The three components of AAA
Authentication answers 'who are you?' — verifying identity through credentials (username/password, certificate, token). Before a user can access a network device or the network itself, they must prove their identity. Authentication can be local (usernames stored on the device itself) or centralized (credentials verified by a RADIUS or TACACS+ server).
Authorization answers 'what can you do?' — after authentication, authorization determines what resources and actions the authenticated user has access to. For network device access, this might mean a network admin can run `debug` commands while a read-only user can only run `show` commands. Authorization is applied per-session and sometimes per-command.

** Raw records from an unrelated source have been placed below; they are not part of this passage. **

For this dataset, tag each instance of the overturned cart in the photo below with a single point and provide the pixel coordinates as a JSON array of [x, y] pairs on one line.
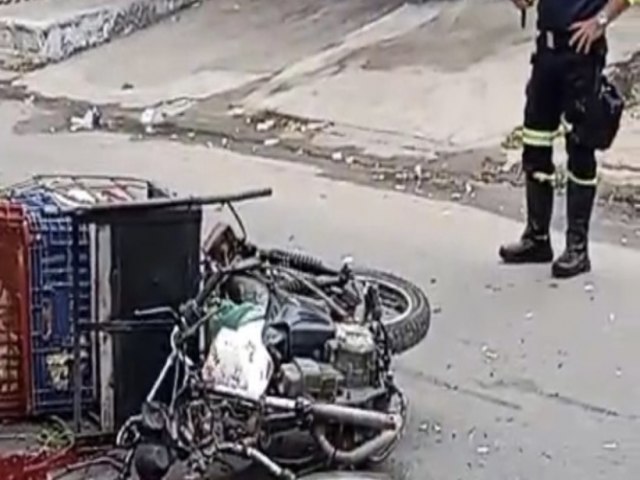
[[274, 346]]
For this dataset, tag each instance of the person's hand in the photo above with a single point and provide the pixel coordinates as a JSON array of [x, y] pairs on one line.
[[584, 34], [523, 4]]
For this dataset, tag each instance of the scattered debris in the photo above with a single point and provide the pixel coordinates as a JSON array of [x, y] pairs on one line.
[[150, 118], [236, 112], [91, 120], [489, 354], [265, 125], [271, 142], [483, 450]]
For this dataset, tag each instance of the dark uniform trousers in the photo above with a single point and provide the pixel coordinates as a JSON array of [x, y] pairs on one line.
[[561, 82]]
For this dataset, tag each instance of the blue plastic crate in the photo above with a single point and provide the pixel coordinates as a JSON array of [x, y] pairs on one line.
[[52, 298]]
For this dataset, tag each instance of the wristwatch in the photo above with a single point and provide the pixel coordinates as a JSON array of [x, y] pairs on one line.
[[603, 19]]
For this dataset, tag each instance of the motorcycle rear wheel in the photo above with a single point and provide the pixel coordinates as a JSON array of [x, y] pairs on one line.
[[406, 308]]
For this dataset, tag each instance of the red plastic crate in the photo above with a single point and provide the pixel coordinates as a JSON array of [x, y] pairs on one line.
[[15, 345]]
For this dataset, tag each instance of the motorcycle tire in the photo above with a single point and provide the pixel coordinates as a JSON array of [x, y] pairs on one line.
[[410, 327]]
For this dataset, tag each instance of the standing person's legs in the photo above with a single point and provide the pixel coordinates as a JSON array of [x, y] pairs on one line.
[[541, 123], [581, 84]]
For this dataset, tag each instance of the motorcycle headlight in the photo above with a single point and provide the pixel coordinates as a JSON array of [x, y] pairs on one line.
[[154, 416], [152, 461]]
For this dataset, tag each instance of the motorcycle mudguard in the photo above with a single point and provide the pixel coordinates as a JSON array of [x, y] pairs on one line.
[[342, 475], [238, 359]]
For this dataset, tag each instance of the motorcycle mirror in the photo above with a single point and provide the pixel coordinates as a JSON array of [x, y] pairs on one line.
[[344, 475]]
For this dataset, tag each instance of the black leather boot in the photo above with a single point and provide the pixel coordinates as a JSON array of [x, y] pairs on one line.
[[575, 259], [534, 245]]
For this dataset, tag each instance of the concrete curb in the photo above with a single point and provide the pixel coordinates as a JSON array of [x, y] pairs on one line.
[[27, 44]]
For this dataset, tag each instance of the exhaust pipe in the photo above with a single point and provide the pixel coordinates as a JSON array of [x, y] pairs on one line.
[[359, 454]]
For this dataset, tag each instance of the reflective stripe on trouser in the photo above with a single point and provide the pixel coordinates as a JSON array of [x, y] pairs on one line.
[[583, 182], [538, 138]]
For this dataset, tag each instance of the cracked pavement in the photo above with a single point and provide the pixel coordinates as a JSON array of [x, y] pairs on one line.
[[521, 377]]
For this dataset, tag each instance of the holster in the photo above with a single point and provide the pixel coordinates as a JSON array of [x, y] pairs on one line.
[[601, 115]]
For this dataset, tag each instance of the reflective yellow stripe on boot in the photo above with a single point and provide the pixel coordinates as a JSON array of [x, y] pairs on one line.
[[537, 138]]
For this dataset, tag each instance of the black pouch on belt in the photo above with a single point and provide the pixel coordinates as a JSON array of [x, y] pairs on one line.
[[601, 118]]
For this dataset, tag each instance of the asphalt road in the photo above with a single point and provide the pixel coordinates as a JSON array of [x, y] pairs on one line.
[[520, 377]]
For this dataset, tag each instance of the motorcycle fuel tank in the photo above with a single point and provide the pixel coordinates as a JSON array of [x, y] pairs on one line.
[[238, 359]]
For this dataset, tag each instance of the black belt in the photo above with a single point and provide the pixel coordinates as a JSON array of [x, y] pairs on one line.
[[559, 40]]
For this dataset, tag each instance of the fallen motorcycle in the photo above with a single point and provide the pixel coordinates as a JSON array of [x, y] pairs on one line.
[[293, 349]]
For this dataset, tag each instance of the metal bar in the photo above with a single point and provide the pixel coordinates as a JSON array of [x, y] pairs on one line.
[[126, 326], [87, 211], [75, 322]]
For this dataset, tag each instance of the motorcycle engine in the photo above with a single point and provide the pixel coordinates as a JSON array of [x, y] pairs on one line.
[[349, 363]]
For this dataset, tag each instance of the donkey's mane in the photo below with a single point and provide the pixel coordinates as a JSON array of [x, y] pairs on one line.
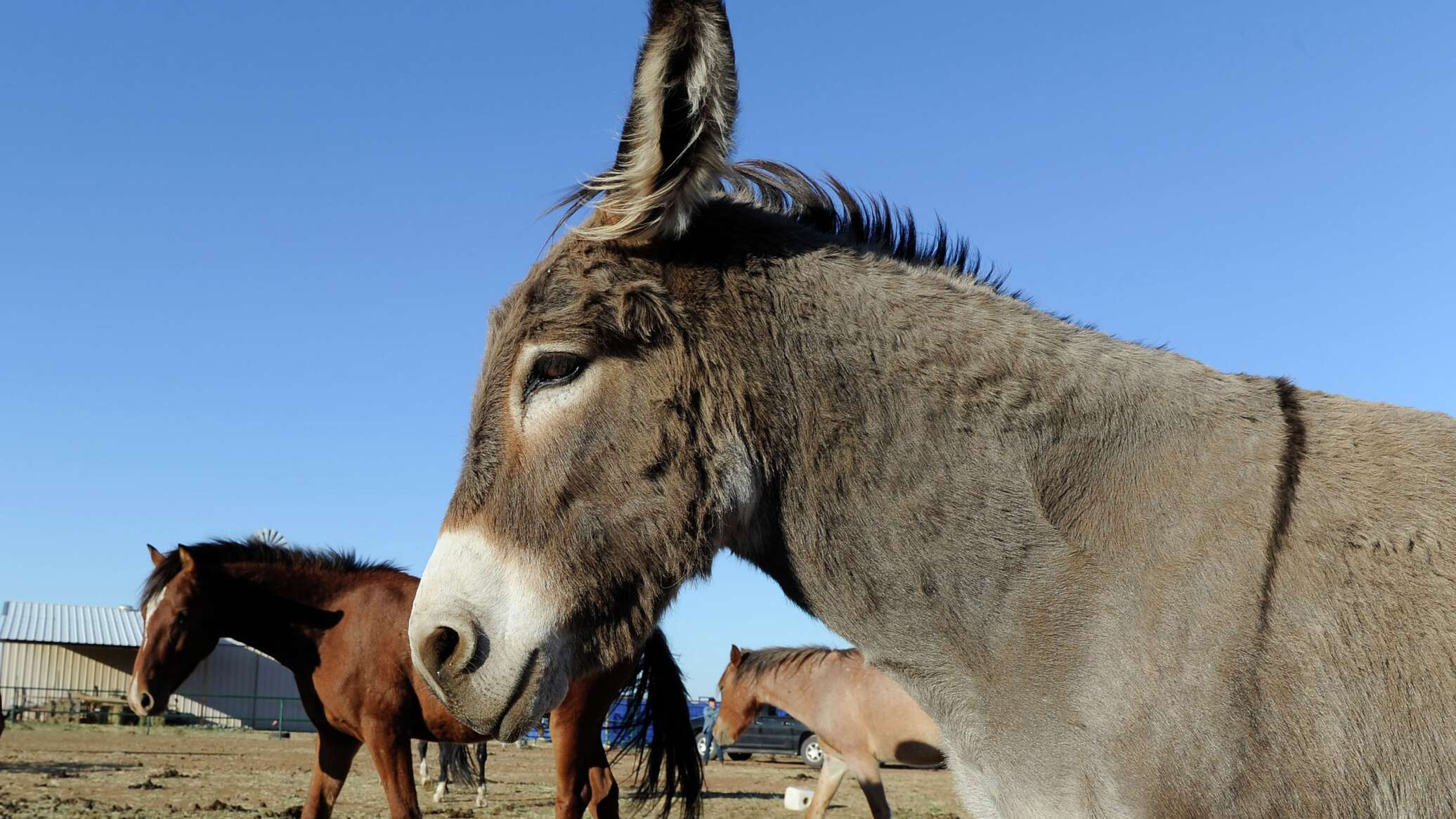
[[831, 207], [759, 662], [221, 551]]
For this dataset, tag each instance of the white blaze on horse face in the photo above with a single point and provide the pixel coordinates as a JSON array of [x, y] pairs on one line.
[[150, 608]]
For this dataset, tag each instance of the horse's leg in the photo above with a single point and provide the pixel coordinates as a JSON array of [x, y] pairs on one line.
[[444, 752], [481, 752], [396, 771], [334, 755], [831, 775], [583, 775], [868, 774]]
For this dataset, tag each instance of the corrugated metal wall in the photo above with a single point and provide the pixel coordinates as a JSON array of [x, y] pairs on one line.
[[230, 685]]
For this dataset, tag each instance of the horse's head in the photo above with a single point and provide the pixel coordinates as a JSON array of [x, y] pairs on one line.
[[740, 704], [178, 630], [604, 465]]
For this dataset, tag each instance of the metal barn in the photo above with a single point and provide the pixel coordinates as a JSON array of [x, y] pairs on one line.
[[82, 657]]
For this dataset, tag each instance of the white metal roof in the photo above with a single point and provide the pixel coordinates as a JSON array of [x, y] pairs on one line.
[[77, 626]]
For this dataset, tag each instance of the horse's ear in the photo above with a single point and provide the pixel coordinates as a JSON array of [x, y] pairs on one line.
[[679, 130], [644, 312]]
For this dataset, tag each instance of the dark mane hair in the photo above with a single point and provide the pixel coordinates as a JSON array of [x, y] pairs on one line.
[[759, 662], [833, 209], [254, 550]]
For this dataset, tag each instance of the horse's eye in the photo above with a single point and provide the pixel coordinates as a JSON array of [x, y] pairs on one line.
[[552, 369]]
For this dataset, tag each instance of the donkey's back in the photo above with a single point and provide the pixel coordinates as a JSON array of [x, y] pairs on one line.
[[1354, 685]]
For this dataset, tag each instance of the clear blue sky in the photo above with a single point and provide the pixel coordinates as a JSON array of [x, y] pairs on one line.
[[247, 250]]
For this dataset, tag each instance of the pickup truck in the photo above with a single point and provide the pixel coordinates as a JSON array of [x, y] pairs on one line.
[[774, 733]]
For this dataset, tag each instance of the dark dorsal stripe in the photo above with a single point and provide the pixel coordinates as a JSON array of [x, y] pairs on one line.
[[1285, 493]]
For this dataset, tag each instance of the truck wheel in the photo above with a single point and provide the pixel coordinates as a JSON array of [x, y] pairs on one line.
[[810, 751]]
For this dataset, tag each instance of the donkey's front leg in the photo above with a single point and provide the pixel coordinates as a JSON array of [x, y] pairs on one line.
[[396, 770], [334, 756]]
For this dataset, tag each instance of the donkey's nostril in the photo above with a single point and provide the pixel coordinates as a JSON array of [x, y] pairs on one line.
[[438, 647]]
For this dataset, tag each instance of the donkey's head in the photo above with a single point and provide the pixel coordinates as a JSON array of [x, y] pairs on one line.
[[600, 471], [178, 631]]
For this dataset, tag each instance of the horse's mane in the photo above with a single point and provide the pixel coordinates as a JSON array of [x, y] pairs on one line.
[[254, 550], [833, 209], [759, 662]]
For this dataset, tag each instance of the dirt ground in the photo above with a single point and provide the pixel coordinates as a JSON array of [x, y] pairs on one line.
[[66, 771]]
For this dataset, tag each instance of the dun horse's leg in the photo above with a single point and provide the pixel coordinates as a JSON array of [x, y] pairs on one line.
[[868, 774], [446, 756], [396, 773], [334, 755], [481, 752], [831, 775]]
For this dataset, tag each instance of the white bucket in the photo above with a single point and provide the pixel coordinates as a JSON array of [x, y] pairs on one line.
[[797, 799]]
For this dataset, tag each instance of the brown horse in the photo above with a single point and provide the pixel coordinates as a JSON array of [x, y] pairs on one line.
[[338, 624], [858, 713], [1122, 582]]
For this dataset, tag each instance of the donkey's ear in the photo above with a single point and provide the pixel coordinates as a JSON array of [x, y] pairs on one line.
[[679, 130], [644, 312]]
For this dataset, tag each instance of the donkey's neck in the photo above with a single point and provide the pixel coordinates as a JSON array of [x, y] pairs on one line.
[[280, 611], [921, 430]]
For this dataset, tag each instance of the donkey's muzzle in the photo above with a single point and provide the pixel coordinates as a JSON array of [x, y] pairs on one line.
[[438, 649]]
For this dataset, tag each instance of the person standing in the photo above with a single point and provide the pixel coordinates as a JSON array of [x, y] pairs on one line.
[[711, 747]]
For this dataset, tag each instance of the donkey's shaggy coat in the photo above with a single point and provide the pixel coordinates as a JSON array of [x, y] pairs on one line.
[[1120, 582]]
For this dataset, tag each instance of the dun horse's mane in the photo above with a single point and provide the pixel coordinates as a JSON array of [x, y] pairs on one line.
[[759, 662], [833, 209], [220, 551]]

Accounting answers 'what did you do?' — recording user activity for audit, billing, and compliance. Accounting logs which user logged in, at what time, from where, what commands they ran, and when they logged out. These logs are invaluable during security incidents and for compliance audits.
Local vs centralized AAA
Local AAA stores usernames and passwords directly on the network device (`username admin privilege 15 secret cisco`). It's simple and works even if the network is down, but it doesn't scale — every device has its own user database, and changing a password requires updating every device individually.
Centralized AAA uses a dedicated AAA server (RADIUS or TACACS+) to validate credentials. All devices point to the same server; changing a password or disabling an account takes effect immediately across all devices. The trade-off: if the AAA server is unreachable and local fallback isn't configured, administrators may be locked out.
Best practice: configure centralized AAA with local fallback (`aaa authentication login default group tacacs+ local`). This ensures that if the TACACS+ server is unreachable, local credentials still work for emergency access.
802.1X port-based network access control
802.1X is the IEEE standard for port-based Network Access Control (NAC). It uses AAA to control which devices can connect to the network. Three roles: Supplicant (the end device wanting network access — runs the 802.1X client), Authenticator (the switch or AP — enforces access based on authentication result), Authentication Server (RADIUS server — verifies credentials).
The flow: a device plugs into a switch port. The switch puts the port in an unauthorized state, passing only EAPOL (Extensible Authentication Protocol over LAN) traffic. The device sends EAP credentials. The switch forwards them to the RADIUS server. The RADIUS server verifies credentials and sends Access-Accept or Access-Reject. On Accept, the switch moves the port to authorized state.
802.1X is commonly deployed with EAP-TLS (certificate-based, no passwords), PEAP (password tunneled in TLS), or EAP-FAST. For wireless networks, 802.1X is used in WPA2-Enterprise mode where each user authenticates with individual credentials rather than a shared passphrase.
TACACS+ and RADIUS for AAA
TACACS+ (TCP 49, full encryption, separates A/A/A) is the choice for network device administration. It allows per-command authorization: an administrator might be allowed to run `show` commands but not `debug` or `configure`. TACACS+ accounting logs every command typed, providing a complete audit trail.
RADIUS (UDP 1812/1813, password-only encryption, combines authentication and authorization) is the choice for network access control — 802.1X wired and wireless authentication, VPN authentication. RADIUS attributes (VSAs) can return VLAN assignments and ACLs to the switch, dynamically placing authenticated users in the correct VLAN.
A single network commonly uses both: TACACS+ for device management (who can SSH to the router) and RADIUS for network access (who can connect to Wi-Fi or the wired port).